Reading a press release out of UCSD, this comment from the Blue Ribbon Task Force on Sustainable Digital Preservation and Access [pdf] caught my eye:
A recent study by the International Data Corporation (IDC) said that in 2007, the amount of digital data began to exceed the amount of storage to retain it, and will continue to grow faster than storage capacity from here on. The IDC study predicts that by 2011, our “digital universe” … will be 10 times the size it was in 2006.
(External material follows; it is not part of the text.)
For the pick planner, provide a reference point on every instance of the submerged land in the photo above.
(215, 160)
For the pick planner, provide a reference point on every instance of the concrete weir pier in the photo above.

That sounds about right, and is a little alarming. The University of Montana Mansfield Library recently digitized a run of Salish-Kootenai tribal newspapers called the Char-Koosta News. While this was a relatively small project, it still amounted to the creation of 26,633 files at 253 GB of storage (and that doesn’t include what’s available on the public website.) If we are able to ramp up production 10x by 2011, we’re looking at an additional 2.5TB of data and possibly 270k files that will need to preserved, both compressed and uncompressed, from that point forward. It’s a bit staggering.
The report has a list of coming challenges seem spot on to me:
- Inadequacy of funding models to address long-term access and preservation needs.
- Confusion and/or lack of alignment between stakeholders, roles, and responsibilities with respect to digital access and preservation.
- Inadequate institutional, enterprise, and/or community incentives to support the collaboration needed to reinforce sustainable economic models.
- Complacency that current practices are “good enough.”
- Fear that digital access and preservation is too big to take on.
The last two bulletts will be the two I’ll be focusing on initially here at worrk.